We also compare our PLP-forest models with the decision tree approach. The decision trees learned from examples can approximate underlying orders with higher accuracy (as high as 99% in our experiments). However, they do have drawbacks not present in PLP-forest models. First, unlike in the case of the PLP-forests, the relation defined by decision trees is not guaranteed to be a total order (not even a partial order). Second, decision trees do not provide any clear insights into key factors determining the underlying preference relations. In contrast, the PLP-tree and PLP-forest models yield information about attributes most significant for determining the preference order. For the PLP-tree model, it is the attribute that labels the root, for the PLP-forest model, the attributes appearing most frequently as the labels of the roots of its trees. Lastly they do not offer effective ways to solve optimization tasks (finding optimal or near optimal outcomes) while, as we show, PLP-tree and forest models do. These drawbacks of decision trees make PLP-forests, despite their lower accuracy, an attractive preference model for use in applications.

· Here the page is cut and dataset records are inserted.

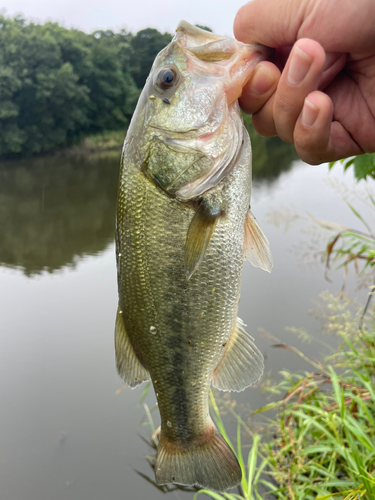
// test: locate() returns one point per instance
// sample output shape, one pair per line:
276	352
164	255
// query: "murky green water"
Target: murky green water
64	432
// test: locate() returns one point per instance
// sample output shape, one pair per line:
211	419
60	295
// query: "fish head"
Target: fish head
194	129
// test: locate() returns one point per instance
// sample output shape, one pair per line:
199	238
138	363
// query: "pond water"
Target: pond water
64	432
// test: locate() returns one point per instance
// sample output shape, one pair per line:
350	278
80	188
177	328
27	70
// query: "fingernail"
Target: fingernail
262	81
309	113
299	66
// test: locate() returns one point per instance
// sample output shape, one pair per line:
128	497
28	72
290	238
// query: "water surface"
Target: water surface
64	432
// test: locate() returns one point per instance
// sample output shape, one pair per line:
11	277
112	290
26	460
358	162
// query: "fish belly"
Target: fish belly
179	328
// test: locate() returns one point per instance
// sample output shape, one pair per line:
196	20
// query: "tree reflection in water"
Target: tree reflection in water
54	211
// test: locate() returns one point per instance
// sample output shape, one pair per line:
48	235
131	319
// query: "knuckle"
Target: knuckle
263	126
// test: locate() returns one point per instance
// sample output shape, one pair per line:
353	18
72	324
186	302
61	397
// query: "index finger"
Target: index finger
269	22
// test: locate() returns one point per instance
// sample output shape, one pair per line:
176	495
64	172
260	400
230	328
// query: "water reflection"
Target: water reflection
52	211
55	210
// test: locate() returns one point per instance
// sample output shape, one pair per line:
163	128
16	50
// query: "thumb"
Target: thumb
270	23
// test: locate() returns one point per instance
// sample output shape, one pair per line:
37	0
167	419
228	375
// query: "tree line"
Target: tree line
58	85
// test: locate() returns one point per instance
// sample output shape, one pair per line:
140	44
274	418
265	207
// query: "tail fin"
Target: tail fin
208	463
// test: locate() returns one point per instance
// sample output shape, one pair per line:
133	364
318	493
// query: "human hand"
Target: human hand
323	99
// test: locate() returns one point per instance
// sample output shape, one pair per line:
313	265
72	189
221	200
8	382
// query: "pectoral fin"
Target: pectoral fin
198	237
257	248
242	364
128	365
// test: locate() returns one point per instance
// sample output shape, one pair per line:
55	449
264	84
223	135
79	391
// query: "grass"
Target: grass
320	439
321	444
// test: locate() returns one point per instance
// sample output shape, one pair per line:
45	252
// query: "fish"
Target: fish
183	230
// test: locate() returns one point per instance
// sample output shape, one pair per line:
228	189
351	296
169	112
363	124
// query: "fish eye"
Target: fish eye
166	78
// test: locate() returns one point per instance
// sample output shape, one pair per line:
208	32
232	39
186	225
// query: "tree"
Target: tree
146	44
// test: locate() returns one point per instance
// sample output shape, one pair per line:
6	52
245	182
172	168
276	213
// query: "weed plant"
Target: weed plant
321	444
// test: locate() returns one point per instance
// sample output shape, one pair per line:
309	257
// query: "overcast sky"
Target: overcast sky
89	15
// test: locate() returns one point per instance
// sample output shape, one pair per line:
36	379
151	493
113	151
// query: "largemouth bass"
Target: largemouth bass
183	230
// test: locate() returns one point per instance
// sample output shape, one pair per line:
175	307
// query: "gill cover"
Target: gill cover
206	73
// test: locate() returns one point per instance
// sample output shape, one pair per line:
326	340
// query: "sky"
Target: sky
134	15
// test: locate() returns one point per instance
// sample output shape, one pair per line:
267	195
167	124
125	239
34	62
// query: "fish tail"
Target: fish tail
207	462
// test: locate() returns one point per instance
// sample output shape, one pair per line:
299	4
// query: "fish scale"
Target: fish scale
180	263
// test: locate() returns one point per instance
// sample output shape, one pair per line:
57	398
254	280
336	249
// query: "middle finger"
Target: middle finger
300	77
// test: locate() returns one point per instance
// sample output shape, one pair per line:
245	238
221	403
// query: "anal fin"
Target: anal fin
242	364
128	365
199	235
257	248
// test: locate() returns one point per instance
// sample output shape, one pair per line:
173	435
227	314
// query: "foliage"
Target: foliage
146	44
58	85
364	165
322	441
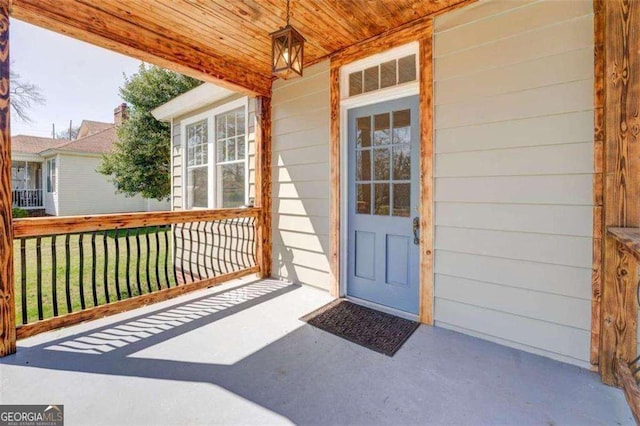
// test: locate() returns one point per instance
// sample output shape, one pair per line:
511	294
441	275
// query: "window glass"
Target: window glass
51	175
198	187
231	158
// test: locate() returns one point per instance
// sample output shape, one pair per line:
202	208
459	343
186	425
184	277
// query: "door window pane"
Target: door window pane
381	127
231	185
363	132
407	69
381	163
363	165
381	199
371	79
401	199
402	162
388	74
355	83
363	200
402	126
197	187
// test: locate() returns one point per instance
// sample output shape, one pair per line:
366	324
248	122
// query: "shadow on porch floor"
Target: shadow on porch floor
238	354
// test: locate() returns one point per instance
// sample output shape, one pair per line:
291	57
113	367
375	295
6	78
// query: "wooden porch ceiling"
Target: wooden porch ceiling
225	42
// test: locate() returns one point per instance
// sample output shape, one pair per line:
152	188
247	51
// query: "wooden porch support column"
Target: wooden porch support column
263	183
619	310
7	302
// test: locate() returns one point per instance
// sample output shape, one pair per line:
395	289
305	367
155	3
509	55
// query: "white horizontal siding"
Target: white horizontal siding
301	141
82	190
513	174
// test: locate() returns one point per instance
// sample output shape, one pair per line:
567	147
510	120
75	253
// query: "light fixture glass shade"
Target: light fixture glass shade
287	53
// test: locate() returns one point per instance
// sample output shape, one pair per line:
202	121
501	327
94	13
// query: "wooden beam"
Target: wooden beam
263	198
87	23
629	238
411	31
96	312
335	191
619	311
40	226
630	387
7	301
598	178
426	175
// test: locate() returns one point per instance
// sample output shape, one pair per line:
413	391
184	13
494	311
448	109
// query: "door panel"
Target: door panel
383	164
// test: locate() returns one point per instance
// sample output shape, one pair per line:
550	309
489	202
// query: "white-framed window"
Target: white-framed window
51	175
231	161
197	158
215	160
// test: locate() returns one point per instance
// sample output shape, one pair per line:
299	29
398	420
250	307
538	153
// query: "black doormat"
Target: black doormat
378	331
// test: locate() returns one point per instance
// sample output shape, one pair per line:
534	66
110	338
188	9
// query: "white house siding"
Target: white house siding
300	161
513	174
82	190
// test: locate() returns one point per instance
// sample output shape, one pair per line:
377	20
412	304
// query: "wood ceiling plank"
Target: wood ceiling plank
102	29
149	15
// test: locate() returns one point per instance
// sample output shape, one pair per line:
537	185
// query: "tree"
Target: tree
140	161
66	135
23	96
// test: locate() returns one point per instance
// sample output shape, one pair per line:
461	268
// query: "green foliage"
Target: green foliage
140	161
19	213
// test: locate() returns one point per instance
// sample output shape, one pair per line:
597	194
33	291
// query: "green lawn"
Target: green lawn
91	295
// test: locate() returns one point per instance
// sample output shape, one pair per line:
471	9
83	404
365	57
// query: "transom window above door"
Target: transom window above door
216	160
386	70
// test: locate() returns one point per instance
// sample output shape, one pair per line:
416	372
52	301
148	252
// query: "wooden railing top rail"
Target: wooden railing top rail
34	227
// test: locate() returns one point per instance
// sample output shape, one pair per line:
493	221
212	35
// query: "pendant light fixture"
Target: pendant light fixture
287	51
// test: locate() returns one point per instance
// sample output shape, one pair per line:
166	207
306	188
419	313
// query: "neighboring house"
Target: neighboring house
59	178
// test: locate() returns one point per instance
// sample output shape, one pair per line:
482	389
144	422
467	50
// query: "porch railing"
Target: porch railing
27	198
71	269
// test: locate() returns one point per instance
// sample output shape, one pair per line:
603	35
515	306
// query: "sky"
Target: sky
79	80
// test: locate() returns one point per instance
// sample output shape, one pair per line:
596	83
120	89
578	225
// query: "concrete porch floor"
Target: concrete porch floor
237	354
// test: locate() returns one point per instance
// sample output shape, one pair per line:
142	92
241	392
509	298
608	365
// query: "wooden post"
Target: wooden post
263	198
7	301
335	193
426	176
619	310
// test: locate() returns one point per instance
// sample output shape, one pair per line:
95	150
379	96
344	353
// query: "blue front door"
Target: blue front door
383	160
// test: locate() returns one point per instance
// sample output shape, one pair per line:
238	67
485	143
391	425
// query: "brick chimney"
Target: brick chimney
120	114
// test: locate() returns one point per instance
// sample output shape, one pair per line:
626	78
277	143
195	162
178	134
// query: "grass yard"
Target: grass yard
84	280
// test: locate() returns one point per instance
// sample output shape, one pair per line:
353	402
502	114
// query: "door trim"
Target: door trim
338	185
426	241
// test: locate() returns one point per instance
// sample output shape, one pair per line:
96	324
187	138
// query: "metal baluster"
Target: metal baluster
117	269
182	244
166	254
94	286
106	266
138	255
157	230
191	250
39	275
199	272
23	278
128	267
67	272
81	270
146	238
54	276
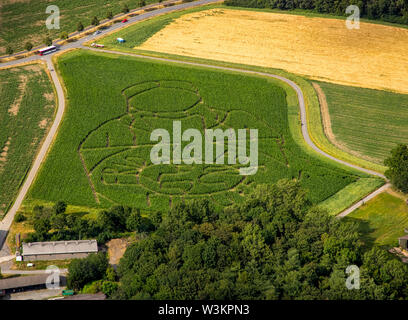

Our results provide evidence of low effect of the choice of a voting rule when aggregating preference orders determined by trees in a PLP-forest on the final preference order. Clearly, the strength of this observation is has to be quantified by the range of the data sets we considered. Expanding the scope of experiments to other domains implied by practice, as well as to randomly generated ones is a goal for future research. It will provide a more detailed understanding of sensitivity of the model to the choice of a voting rule.

Improving the accuracy of the PLP-forest model is the main challenge for future work. There seem to be two natural directions. First, one can explore a possibility of combining the PLP-forest and decision-tree models, for instance, by using decision trees at leaf nodes of PLP-trees for comparison tests of outcomes in the corresponding clusters. Second, one can investigate other PLP-tree learning algorithms, possibly developing methods to find trees that best fit with given sets of examples, rather than to use heuristics, as we do now. Another promising direction is to extend the work of Bräuning et al. [3]. First, one can generalize the concept of a preference list to the tree of preference lists. In this way one can expand the ability of the preference list model to handle conditional preferences. Second, similarly as we do in this work considering PLP-forests, that is, collections of PLP-trees, one can study collections of preference list models.